Вячеслав Гречнев. О прозе и поэзии XIX-XX вв.: Л. Толстой, И.Бунин. Г. Иванов и др. - Вячеслав Гречнев
Шрифт:
Интервал:
Закладка:
Что особенно волнует его и что в первую очередь хотел бы он подчеркнуть в этой связи?
«…Трижды священна пальма, посаженная… отцом и потому никак не могущая быть общей; священ колодец, вырытый… дедом, то есть хранящий некую частицу деда, его труда, его мысли, его души; …священ старый дом, где мой ближний жил и хочет жить по-своему, во всей сокровенности своей личности, … и где он то и дело ощущает, вспоминает (то есть воскрешает) себя то ребенком, то отроком, то юношей, то мужем, со всеми своими былыми горестями и радостями, и, кроме того, чувствует себя наследником, продолжателем всех тех традиций, всей той культуры, которая уже создана на месте его дома» (Б, 5,316,318).
Бунин разделяет чувство одиночества и печаль, которые испытывают его герои и в утреннюю пору, и с восходом ночных светил.
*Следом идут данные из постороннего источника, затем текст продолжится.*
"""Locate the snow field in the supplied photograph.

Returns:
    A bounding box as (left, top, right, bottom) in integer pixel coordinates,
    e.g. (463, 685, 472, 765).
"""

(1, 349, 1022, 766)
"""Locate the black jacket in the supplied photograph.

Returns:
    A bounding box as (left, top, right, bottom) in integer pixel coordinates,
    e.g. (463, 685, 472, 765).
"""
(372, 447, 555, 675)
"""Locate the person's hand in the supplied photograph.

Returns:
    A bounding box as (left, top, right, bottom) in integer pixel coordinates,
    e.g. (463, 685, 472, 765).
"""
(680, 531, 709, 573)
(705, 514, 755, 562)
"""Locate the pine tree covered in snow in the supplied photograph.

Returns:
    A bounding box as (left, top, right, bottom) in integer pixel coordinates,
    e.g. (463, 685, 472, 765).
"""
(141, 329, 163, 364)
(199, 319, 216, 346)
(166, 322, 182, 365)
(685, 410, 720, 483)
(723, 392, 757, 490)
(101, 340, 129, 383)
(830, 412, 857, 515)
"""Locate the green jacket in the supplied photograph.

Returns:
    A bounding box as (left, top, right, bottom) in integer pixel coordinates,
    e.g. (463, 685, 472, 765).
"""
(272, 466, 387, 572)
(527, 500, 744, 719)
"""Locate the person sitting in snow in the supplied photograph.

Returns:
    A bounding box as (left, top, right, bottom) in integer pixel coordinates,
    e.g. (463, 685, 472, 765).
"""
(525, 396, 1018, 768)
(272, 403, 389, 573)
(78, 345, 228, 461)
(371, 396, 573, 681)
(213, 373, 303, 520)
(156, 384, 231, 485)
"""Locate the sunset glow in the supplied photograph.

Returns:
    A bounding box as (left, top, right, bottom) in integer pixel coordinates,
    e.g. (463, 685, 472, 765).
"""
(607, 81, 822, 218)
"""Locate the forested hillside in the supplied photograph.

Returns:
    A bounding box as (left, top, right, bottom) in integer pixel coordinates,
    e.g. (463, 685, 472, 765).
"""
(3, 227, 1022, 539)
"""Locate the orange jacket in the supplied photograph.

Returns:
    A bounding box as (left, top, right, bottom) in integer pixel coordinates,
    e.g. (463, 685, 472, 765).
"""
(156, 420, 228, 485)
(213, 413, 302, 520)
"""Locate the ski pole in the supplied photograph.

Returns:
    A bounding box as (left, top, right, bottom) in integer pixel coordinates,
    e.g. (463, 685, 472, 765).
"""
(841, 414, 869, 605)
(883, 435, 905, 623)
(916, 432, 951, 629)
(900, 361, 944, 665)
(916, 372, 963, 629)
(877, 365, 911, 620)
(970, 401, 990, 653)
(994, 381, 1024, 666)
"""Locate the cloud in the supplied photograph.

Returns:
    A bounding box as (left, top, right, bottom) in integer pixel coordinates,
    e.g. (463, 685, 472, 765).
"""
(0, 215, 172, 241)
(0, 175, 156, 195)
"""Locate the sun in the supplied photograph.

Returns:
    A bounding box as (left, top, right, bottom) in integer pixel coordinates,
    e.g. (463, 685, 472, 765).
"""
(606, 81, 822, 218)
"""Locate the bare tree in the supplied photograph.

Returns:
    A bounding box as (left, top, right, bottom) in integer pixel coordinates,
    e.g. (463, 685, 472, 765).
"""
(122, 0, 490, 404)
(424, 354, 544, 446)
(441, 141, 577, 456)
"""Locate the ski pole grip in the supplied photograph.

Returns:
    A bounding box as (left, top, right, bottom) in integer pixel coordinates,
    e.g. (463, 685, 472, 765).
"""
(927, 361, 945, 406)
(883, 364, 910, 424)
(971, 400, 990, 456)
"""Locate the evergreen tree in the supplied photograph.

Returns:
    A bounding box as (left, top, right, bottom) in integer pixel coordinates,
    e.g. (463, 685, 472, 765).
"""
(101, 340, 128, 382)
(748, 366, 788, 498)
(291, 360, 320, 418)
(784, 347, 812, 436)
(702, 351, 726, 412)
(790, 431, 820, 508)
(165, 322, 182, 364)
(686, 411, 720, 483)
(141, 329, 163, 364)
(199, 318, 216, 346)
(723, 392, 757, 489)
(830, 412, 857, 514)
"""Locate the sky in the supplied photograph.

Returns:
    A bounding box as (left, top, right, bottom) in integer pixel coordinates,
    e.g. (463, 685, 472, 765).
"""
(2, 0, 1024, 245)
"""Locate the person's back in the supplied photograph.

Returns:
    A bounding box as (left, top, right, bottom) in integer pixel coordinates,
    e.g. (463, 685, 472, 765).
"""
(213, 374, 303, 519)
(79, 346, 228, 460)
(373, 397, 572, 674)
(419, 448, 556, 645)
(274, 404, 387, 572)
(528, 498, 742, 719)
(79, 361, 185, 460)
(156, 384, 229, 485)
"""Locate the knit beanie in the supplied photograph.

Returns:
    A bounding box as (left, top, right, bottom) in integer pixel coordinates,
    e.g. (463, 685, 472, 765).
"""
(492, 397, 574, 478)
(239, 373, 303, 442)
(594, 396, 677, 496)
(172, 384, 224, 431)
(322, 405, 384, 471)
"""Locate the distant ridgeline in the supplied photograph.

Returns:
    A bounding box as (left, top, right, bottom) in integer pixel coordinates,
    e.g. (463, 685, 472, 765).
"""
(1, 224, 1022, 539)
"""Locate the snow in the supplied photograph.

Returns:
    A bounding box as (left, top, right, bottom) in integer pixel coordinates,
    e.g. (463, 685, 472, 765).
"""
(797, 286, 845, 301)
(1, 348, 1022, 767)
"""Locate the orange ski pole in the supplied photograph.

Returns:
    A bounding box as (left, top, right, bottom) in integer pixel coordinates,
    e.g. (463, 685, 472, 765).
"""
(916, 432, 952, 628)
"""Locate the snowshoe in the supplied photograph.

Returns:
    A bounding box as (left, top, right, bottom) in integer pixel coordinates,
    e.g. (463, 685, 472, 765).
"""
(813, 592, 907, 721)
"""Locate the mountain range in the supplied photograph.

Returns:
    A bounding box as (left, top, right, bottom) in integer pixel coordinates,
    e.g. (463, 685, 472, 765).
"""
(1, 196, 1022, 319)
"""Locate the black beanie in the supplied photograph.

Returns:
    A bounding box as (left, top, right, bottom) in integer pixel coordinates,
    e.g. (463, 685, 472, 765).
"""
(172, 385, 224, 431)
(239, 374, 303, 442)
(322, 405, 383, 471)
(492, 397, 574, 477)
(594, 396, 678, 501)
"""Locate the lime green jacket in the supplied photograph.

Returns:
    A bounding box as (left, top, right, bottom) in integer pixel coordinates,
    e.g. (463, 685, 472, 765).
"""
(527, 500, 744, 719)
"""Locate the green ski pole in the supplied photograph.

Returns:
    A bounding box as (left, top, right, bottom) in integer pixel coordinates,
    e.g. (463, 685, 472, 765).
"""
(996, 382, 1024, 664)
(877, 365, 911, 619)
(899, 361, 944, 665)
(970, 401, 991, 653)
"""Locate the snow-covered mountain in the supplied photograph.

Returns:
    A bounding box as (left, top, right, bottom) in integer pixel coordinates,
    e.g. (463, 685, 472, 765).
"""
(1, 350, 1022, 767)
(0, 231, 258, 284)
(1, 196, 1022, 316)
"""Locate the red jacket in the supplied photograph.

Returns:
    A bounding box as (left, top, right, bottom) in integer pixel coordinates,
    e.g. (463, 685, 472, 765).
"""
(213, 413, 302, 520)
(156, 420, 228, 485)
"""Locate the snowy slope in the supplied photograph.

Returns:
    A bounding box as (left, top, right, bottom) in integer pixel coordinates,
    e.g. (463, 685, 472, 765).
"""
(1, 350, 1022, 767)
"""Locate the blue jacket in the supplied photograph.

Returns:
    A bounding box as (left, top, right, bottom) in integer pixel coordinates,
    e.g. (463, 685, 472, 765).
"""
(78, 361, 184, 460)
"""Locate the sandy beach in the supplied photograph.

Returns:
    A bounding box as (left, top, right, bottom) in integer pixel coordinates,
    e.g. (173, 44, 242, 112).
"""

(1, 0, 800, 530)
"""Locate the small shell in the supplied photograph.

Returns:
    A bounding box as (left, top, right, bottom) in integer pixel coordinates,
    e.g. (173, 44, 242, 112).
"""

Перед лицом непостижимых умом космических сил он не может не думать о таком кратком миге человеческого бытия, который кто-то из мудрецов уподобил воспоминанию об одном мимолетном дне, проведенном в гостях. Но ближе ему, пожалуй, мысль Толстого: «Душа не живет в теле, как в доме, а как живет странник на пути в чужом пристанище» (Т, 44, 64).
В рассказе «Воды многие» читаем: «В шесть часов, тотчас же после заката, увидал над самой своей головой, над мачтами, в страшно большом и еще совсем светлом небе, серебристую россыпь Ориона…
Как благодарить Бога за все, что дает он мне, за всю эту радость, новизну! И неужели в некий день все это, мне уже столь близкое, привычное, дорогое, будет сразу у меня отнято, — сразу и уже навсегда, навеки, сколько бы тысячелетий ни было еще на земле? Как этому поверить, как с этим примириться? Как постигнуть всю потрясающую жестокость и нелепость этого» (Б, 5, 322-323).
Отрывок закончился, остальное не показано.